Stability and observational implications of the models are discussed.

Abstract

Models of static wormholes within the $f(\textit{R}, \textit{T})$ extended theory of gravity are investigated and, in particular, the family $f(\textit{R}, \textit{T}) = R + \lambda T$, with $T = \rho + P_{r} + 2P_{l}$ being the trace of the energy-momentum tensor. Models corresponding to different relations for the pressure components (radial and lateral), and several equations of state (EoS), reflecting different matter content, are worked out explicitly. The solutions obtained for the shape functions of the generated wormholes obey the necessary metric conditions, as manifested in other studies in the literature. The respective energy conditions reveal the physical nature of the wormhole models thus constructed.

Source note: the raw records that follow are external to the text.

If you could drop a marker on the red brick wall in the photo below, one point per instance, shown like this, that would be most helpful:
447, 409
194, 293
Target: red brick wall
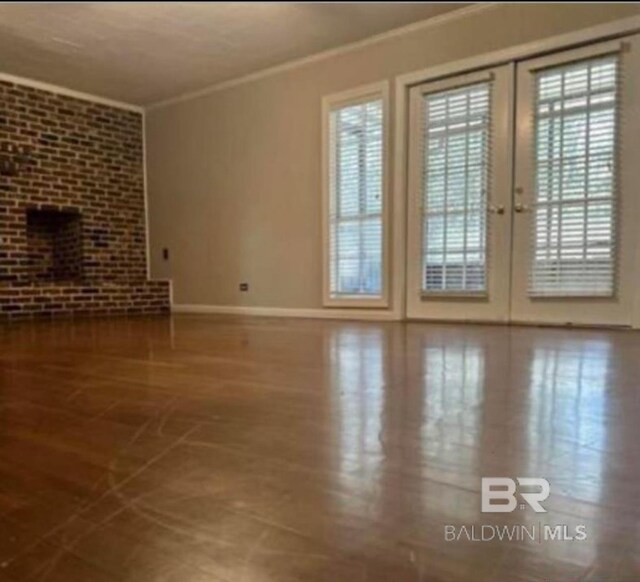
86, 158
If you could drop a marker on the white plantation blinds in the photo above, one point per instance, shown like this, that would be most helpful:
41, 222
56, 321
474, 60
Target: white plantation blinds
574, 212
356, 200
456, 144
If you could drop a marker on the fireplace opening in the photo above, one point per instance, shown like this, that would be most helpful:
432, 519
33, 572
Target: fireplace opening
54, 244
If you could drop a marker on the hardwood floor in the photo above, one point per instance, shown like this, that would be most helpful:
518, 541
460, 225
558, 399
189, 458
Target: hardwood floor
212, 449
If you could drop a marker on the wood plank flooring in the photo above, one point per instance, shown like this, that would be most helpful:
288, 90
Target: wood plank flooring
193, 449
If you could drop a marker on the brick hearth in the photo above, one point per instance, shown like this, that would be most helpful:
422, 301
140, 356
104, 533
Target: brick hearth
72, 211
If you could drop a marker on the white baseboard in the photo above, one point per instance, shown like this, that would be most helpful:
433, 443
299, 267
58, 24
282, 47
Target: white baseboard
357, 314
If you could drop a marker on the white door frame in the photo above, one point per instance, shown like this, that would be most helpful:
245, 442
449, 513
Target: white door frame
491, 305
403, 83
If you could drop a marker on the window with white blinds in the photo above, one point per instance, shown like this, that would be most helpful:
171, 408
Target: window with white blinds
574, 212
356, 199
455, 181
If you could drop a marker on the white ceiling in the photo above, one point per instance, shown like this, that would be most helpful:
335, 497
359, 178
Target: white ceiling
145, 52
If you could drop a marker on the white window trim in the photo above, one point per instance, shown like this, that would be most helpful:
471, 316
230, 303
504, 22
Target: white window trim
330, 102
403, 83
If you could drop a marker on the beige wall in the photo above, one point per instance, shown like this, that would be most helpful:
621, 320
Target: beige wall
234, 176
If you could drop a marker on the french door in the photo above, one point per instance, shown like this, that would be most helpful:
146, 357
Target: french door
524, 188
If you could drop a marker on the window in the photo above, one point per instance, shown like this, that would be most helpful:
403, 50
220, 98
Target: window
455, 179
574, 232
356, 198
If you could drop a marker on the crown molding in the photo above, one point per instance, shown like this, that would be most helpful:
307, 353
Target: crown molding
347, 48
59, 90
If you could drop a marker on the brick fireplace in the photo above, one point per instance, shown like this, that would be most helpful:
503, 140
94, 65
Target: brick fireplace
72, 208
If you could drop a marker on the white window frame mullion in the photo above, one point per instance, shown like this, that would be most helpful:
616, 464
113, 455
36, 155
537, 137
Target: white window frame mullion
331, 102
558, 205
437, 87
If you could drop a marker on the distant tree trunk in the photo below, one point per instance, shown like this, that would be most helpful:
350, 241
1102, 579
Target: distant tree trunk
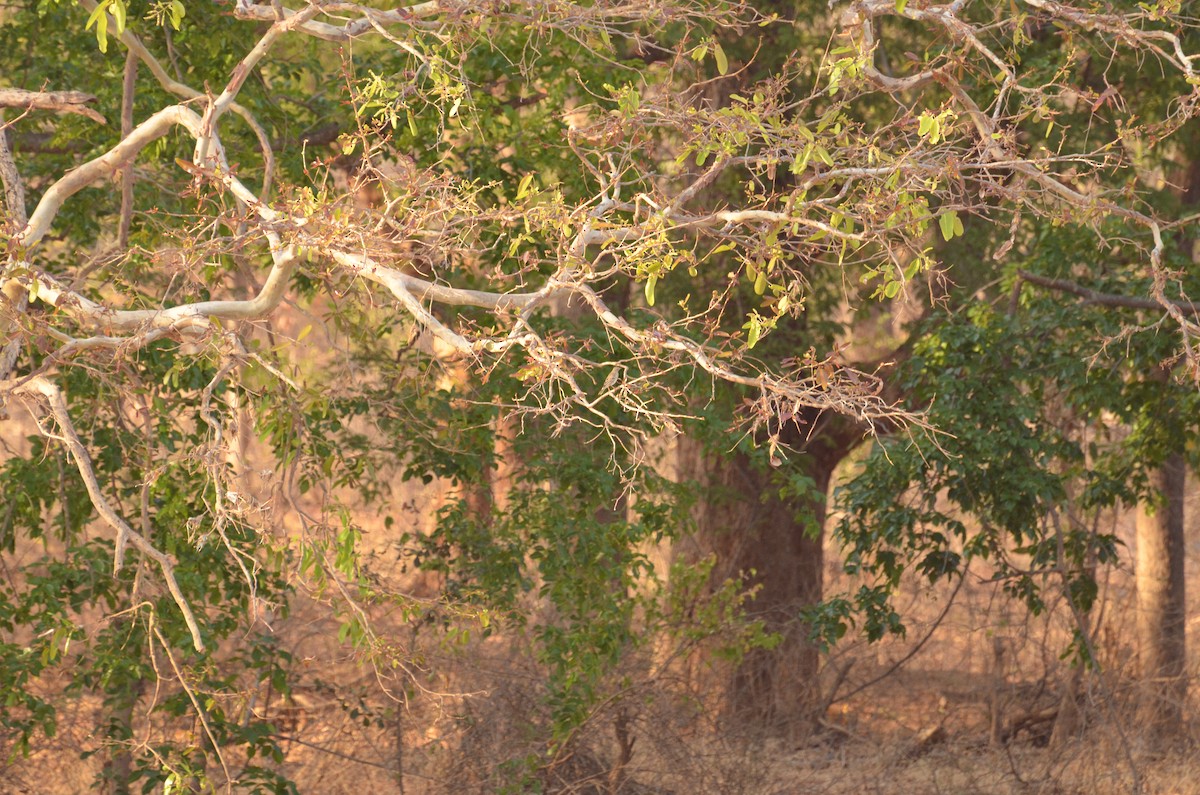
1162, 610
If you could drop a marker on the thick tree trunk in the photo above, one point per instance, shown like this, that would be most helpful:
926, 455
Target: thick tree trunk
778, 545
1162, 610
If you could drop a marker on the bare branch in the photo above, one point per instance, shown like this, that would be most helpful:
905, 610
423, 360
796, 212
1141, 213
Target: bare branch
58, 101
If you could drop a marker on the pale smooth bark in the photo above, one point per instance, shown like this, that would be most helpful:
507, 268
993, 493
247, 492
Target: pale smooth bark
1162, 607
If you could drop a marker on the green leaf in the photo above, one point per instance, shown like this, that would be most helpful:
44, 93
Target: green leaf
118, 10
949, 225
523, 187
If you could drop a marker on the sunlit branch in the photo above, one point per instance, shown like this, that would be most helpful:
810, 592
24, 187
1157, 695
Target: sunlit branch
125, 535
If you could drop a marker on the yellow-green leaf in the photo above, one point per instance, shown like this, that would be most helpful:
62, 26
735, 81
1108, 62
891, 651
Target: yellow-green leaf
723, 64
118, 10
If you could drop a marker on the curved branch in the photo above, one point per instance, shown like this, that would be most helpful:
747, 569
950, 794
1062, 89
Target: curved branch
125, 535
58, 101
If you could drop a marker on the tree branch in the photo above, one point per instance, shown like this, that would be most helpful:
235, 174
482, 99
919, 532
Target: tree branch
58, 101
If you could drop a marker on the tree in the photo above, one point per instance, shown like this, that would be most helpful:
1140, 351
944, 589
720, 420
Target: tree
509, 209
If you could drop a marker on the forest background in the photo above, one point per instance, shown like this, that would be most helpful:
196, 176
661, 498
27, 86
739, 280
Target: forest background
598, 398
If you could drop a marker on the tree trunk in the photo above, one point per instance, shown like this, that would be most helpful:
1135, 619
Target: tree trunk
1162, 610
778, 545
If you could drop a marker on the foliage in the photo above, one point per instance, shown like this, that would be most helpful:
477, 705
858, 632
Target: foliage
355, 246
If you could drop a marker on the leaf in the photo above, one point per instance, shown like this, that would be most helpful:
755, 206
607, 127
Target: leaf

It is found, in particular, that for each of those considered, the parameter space can be divided into different regions, in which the exact wormhole solutions fulfill the null~(NEC) and the weak energy conditions~(WEC), respectively, in terms of the lateral pressure. Moreover, the dominant energy condition~(DEC) in terms of both pressures is also valid, while $\rho + P_{r} + 2P_{l} = 0$. A similar solution for the theory $P_{r} = \omega_{1} \rho + \omega_{2} \rho^{2}$ is found numerically, where $\omega_{1}$ and $\omega_{2}$ are either constant or functions of $r$, leading to the result that the NEC in terms of the radial pressure is also valid. For non-constant $\omega_{i}$ models, attention is focused on the behavior $\omega_{i} \propto r^{m}$. To finish, the question is addressed, how $f(R) = R+\alpha R^{2}$ will affect the wormhole solutions corresponding to fluids of the form $P_{r} = \omega_{1} \rho + \omega_{2} \rho^{2}$, in the three cases mentioned above. Issues concerning the nonconservation of the matter energy-momentum tensor, the stability of the solutions obtained, and the observational possibilities for testing these models are discussed in the last section.